Üçüncüsü, değere doğru bir yönelim arardım. Bu mutlaka sözde bir değer yatırımcısı olacakları anlamına gelmez. Büyüme odaklı olsalar bile, ödedikleri paranın bu şeyin değerine oranını gerçekten düşünen birini arardım.

Dördüncüsü, Warren Buffett’ın duygusal istikrar dediği şeyin kanıtını arardım. Yöneticilerin, piyasaların nasıl işlediğini, başkaları için para yönetmenin davranışlarında nasıl bir değişiklik yaratabileceği ve kontrol edilemeyen kendi içsel davranış eğilimlerimizin nasıl kötü kararlara yol açabileceğini anlamaları gerektiği konusunda Warren ile aynı fikirdeyim.

Beş, eğer bunları ölçebiliyorsanız veya değerlendirmeye çalışıyorsanız, o zaman entelektüel merak, uyum sağlama yeteneği ve esnekliğin de aradığım özelliklere eklenmesi gerektiğini düşünüyorum.

Son bir şey daha var. Kendi fikrine fazla saplanıp kalan birini gördüğümde ona karşı çok temkinli olurdum.

Şimdi bu bizi büyük soruya getiriyor, bu özellikler dışarıdan bakan biri için ne kadar görülebilir? Sarı Çizmeli Mehmet Ağa parasını yönetecek birini seçerken yukarıdaki maddeleri uygulayabilir mi?

Bence bu seçecek kişinin doğasına bağlı. Biliyorsunuz, Money Magazine’de 35. yıl dönümünüz için röportaj yapacak kişileri seçerken, okuyucularınızın faydalanabileceğini düşündüğünüz birini seçmek istiyorsunuz.

Benzer şekilde bir yatırımcı, fon yöneticilerinin hissedarlara yazdığı mektupları okursa, çok şey öğrenebilir.
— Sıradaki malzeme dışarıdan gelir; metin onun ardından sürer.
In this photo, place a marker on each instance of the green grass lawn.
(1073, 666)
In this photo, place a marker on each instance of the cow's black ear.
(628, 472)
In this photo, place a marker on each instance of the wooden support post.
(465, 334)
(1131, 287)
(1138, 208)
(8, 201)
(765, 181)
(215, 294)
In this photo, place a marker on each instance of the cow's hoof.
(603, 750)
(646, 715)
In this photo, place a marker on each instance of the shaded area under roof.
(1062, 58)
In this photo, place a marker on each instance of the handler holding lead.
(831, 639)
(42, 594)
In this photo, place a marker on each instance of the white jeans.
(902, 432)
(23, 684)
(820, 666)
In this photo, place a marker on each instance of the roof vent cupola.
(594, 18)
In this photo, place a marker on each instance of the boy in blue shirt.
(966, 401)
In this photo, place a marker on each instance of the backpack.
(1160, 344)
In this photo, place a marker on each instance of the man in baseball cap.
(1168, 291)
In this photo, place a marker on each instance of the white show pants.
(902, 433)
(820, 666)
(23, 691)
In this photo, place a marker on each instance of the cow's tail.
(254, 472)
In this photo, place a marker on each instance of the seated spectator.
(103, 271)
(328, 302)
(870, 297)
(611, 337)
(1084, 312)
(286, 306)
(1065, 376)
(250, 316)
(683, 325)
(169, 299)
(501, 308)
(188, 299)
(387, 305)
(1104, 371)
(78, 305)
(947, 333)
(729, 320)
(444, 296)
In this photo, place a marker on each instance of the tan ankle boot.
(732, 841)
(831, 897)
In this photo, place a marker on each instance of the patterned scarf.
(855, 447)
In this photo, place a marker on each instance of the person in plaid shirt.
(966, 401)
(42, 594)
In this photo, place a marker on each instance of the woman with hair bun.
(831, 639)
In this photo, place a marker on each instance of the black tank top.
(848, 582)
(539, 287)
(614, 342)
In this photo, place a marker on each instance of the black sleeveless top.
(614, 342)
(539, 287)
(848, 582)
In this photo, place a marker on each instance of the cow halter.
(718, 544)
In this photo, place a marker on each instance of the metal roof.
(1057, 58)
Tabii eğer gerçekten bir şeyler yazmalarına izin veren bir şirketteyseler. Ayrıca basına verdikleri demeçlerden ve röportajlardan da çok şey öğrenebilirsiniz. Bu bilgiler sayesinde olaylar hakkındaki bakış açıları hakkında da fikir sahibi olursunuz.

Bu yüzden iyi bir para yöneticisi bulmanın iyi bir basketbol oyuncusu bulmaya benzediğini düşünüyorum. Profesyonel antrenörler ortalama bir insandan daha iyi basketbolcu seçebilir. Bu deneyimle gelen bir şeydir.

Bu yüzden bireysel yatırımcıysam, kendi görüşlerimi profesyonellerin görüşleri ile desteklemek isteyebilirim. Bu, Morningstar veya yöneticileri değerlendirmeye çalışan buna benzer şirket ya da kişiler olabilir.

Bence tıpkı çok değişkenli değerleme modelleri kullandığımız gibi birden fazla kaynak kullanılmalıdır. İnsanlar birden fazla bilgi kaynağı ve yöneticileri değerlendirmenin birden fazla yolunu kullandıklarında, bunu yapmayanlara göre daha iyi performans göstermelerini beklerim.

Poker ve Yatırım Hakkında

Puggy Pearson kimdir ve sizin için neden önemli biri?

Merhum Puggy Pearson, Las Vegas’ta yaşayan, ilkokul mezunu biriydi ama poker masalarının efsanesiydi.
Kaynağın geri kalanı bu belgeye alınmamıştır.